Are you hearing- or listening?

Sudden hearing loss can be terrifying. I know – I’ve been there.

During the pandemic, I had three bouts of Covid-19. During each of these, my hearing deteriorated noticeably and irreversibly. The impact of this affected my confidence, both personally and professionally, and I felt myself starting to withdraw from certain conversations and social situations.

My story has a happy ending. I now wear an NHS hearing aid whenever I need to – and revel in the amazing benefits of its technology. And I now regularly marvel at the great work done by The Royal National Institute for Deaf People and others in creating awareness around hearing loss.

In the process I’ve discovered, to my surprise, that I’m actually one of many – 1 in 5 UK adults, according to the RNID are deaf, have hearing loss or tinnitus.

In my work, as I’m sure in yours, listening is rather important. For example, when we develop content audits, strategies and thought leadership for our clients, it all begins by listening very carefully to what they have to say, to help them find answers. And listening was difficult, I discovered, when I couldn’t hear.

My earlier listening journey had been a gradual one. When I was a magazine editor a few years back, I interviewed people, asked questions and heard their answers. I thought that meant I was a good listener, but I wasn’t.

It was only when I moved into consultancy that I realised that I hadn’t been listening at all. I had only really been listening selectively, for the headline or the key quote that I needed to make the story work.

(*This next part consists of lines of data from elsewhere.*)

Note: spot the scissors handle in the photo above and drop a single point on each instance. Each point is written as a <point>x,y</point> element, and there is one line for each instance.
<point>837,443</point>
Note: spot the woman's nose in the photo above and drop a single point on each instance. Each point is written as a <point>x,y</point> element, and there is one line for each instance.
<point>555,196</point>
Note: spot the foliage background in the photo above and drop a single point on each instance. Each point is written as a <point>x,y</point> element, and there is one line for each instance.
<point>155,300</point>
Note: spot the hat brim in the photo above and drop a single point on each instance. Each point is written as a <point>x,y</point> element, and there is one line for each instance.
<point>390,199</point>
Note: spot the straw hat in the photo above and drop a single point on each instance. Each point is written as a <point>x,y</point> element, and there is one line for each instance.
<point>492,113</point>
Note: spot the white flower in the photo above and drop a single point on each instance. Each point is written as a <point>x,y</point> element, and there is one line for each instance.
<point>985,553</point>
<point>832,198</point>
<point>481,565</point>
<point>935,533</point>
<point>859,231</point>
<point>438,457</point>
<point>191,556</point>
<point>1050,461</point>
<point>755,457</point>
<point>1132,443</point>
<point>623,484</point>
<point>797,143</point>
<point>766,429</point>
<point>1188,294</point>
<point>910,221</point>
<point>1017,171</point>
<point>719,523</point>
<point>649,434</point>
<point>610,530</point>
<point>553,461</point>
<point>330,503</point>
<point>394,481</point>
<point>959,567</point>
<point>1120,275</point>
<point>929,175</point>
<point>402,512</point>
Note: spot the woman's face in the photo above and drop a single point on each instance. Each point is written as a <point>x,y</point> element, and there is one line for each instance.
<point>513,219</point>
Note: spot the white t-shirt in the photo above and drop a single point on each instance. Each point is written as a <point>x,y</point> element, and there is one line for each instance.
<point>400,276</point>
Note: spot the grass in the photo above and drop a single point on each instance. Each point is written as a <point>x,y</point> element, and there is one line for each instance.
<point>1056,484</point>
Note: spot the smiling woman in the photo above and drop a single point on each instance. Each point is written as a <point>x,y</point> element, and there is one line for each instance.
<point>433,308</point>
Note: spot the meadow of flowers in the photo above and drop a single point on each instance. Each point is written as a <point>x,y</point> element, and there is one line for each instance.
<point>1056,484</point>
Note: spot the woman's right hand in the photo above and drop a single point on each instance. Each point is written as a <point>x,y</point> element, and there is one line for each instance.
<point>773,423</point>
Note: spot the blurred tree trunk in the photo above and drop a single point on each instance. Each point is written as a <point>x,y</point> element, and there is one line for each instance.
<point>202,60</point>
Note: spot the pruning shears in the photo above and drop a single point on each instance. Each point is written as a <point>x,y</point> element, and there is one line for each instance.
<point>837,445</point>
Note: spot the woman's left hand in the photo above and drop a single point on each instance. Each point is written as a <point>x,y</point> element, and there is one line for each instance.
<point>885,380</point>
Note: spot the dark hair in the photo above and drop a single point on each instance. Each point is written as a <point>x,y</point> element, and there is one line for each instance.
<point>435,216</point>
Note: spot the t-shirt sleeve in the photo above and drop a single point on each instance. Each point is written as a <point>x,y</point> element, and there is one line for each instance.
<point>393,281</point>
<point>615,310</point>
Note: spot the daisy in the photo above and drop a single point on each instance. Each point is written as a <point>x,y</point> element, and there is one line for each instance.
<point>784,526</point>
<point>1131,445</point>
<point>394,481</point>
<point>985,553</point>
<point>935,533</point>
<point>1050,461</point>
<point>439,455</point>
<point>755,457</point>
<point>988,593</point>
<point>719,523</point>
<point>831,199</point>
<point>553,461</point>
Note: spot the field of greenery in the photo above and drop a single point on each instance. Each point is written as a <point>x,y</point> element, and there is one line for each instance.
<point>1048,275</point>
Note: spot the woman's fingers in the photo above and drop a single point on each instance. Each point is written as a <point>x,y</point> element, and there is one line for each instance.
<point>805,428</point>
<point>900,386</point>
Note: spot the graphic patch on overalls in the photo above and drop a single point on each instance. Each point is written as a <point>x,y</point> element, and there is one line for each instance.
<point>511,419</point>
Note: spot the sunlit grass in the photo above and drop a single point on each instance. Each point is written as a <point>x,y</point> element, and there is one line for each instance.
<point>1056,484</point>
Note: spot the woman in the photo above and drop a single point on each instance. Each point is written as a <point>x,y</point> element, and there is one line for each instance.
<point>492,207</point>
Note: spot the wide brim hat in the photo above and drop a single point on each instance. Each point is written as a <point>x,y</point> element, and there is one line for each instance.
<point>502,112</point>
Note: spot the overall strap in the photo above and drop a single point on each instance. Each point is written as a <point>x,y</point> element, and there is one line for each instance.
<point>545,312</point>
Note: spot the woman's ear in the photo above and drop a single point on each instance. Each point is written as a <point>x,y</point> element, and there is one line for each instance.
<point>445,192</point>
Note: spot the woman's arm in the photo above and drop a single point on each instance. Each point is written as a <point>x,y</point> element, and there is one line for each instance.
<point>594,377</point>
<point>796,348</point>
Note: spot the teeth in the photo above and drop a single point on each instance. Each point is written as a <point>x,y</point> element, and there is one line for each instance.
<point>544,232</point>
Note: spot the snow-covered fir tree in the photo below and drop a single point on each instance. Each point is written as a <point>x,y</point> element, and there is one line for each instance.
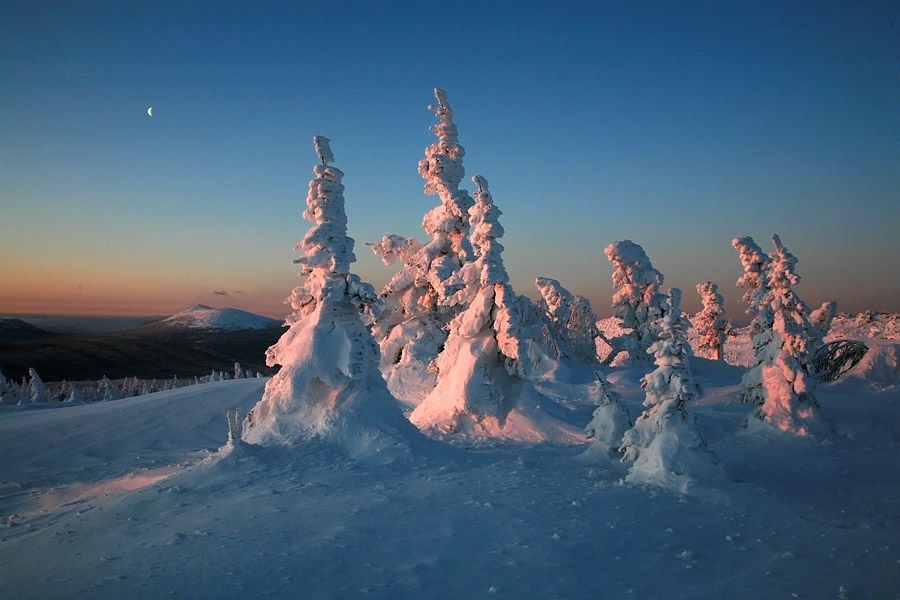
<point>637,300</point>
<point>329,386</point>
<point>37,391</point>
<point>609,421</point>
<point>664,446</point>
<point>429,290</point>
<point>483,365</point>
<point>9,391</point>
<point>754,281</point>
<point>711,325</point>
<point>786,371</point>
<point>572,318</point>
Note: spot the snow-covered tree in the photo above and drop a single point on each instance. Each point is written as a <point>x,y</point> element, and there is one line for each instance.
<point>37,391</point>
<point>786,370</point>
<point>106,389</point>
<point>429,290</point>
<point>572,317</point>
<point>329,386</point>
<point>9,391</point>
<point>711,325</point>
<point>757,296</point>
<point>609,421</point>
<point>664,446</point>
<point>483,365</point>
<point>637,300</point>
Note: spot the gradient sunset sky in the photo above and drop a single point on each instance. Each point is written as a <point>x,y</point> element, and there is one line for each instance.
<point>678,125</point>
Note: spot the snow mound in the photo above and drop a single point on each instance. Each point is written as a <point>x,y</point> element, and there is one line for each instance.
<point>200,316</point>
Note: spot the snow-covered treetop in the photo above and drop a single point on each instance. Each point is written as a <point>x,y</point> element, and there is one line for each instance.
<point>557,298</point>
<point>326,249</point>
<point>486,229</point>
<point>442,167</point>
<point>632,266</point>
<point>326,245</point>
<point>323,149</point>
<point>782,273</point>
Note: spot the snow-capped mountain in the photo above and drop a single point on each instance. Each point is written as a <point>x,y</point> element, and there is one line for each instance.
<point>201,316</point>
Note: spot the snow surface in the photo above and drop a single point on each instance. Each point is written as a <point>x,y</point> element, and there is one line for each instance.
<point>144,497</point>
<point>200,316</point>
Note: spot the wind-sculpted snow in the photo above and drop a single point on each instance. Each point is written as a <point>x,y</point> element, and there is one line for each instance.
<point>82,517</point>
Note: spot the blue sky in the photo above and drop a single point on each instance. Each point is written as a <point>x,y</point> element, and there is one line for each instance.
<point>676,125</point>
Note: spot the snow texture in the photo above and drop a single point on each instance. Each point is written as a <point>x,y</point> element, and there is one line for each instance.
<point>329,386</point>
<point>144,497</point>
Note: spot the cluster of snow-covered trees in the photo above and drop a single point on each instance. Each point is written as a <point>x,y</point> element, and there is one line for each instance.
<point>449,341</point>
<point>33,389</point>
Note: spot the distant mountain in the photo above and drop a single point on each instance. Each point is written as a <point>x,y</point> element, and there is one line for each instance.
<point>219,319</point>
<point>192,343</point>
<point>14,330</point>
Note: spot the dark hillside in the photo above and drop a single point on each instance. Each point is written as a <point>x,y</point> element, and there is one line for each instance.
<point>150,351</point>
<point>15,330</point>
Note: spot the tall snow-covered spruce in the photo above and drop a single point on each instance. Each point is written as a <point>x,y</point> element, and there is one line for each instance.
<point>329,387</point>
<point>664,446</point>
<point>429,290</point>
<point>710,322</point>
<point>637,300</point>
<point>484,364</point>
<point>756,295</point>
<point>572,320</point>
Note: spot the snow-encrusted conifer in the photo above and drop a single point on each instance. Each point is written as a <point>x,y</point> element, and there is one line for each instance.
<point>484,361</point>
<point>572,317</point>
<point>429,290</point>
<point>711,325</point>
<point>637,300</point>
<point>329,386</point>
<point>757,296</point>
<point>664,446</point>
<point>37,391</point>
<point>787,374</point>
<point>609,421</point>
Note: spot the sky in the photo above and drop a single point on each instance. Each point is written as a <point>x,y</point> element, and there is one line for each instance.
<point>677,125</point>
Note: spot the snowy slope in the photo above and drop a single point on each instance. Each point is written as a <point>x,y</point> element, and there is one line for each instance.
<point>200,316</point>
<point>144,498</point>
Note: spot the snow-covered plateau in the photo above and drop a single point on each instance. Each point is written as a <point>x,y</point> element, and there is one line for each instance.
<point>448,437</point>
<point>201,316</point>
<point>145,498</point>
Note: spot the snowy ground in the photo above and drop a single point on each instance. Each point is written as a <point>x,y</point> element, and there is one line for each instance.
<point>143,497</point>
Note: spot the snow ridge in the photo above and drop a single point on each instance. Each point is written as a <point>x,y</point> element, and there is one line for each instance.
<point>201,316</point>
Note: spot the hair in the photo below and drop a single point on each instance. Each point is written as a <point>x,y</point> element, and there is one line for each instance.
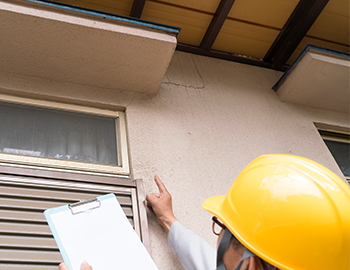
<point>235,244</point>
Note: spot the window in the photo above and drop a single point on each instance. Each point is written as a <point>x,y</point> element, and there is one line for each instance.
<point>62,136</point>
<point>53,154</point>
<point>338,144</point>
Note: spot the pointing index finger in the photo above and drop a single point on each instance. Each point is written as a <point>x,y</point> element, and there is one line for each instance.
<point>161,187</point>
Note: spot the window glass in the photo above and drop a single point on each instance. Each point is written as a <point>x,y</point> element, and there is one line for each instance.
<point>57,134</point>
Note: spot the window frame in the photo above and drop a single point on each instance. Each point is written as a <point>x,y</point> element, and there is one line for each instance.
<point>75,179</point>
<point>59,164</point>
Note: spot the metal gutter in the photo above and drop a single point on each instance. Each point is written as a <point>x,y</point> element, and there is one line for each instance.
<point>115,17</point>
<point>300,57</point>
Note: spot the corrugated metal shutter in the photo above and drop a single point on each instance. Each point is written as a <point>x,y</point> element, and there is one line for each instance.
<point>26,241</point>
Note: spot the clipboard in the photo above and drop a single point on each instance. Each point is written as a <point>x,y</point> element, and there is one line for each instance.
<point>97,231</point>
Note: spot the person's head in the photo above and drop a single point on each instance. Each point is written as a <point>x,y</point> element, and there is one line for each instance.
<point>290,211</point>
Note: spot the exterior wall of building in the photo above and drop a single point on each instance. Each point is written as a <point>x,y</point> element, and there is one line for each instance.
<point>209,119</point>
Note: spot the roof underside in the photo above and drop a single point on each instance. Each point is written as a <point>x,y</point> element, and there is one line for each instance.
<point>268,33</point>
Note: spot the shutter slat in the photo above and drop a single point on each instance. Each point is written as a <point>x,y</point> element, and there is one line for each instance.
<point>27,267</point>
<point>18,228</point>
<point>54,195</point>
<point>17,255</point>
<point>26,242</point>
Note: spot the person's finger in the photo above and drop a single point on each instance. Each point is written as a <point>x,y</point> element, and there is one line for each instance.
<point>85,266</point>
<point>62,266</point>
<point>161,187</point>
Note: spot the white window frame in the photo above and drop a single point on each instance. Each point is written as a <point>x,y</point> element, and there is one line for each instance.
<point>57,164</point>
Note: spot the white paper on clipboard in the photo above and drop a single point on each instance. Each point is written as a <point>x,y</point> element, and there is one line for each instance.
<point>97,231</point>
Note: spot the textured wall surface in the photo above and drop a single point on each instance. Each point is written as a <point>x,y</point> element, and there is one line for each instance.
<point>209,119</point>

Listening is truly paying attention to what someone says, showing empathy and then building on it in a way that adds value and makes sense to them. Listening helps us to come up with better answers, build networks and relationships.

It was only when I couldn’t hear, that I truly realised how important listening is.

So my message to anyone who thinks they are experiencing hearing loss, even if they think it’s mild, part of getting older or they don’t want to “make a fuss”, is not to delay and suffer in silence (as I did at first, quite literally).

Do something about it. Hearing loss really affects how you think and feel inside, as well as understanding what’s going on outside. So go and get yourself checked out.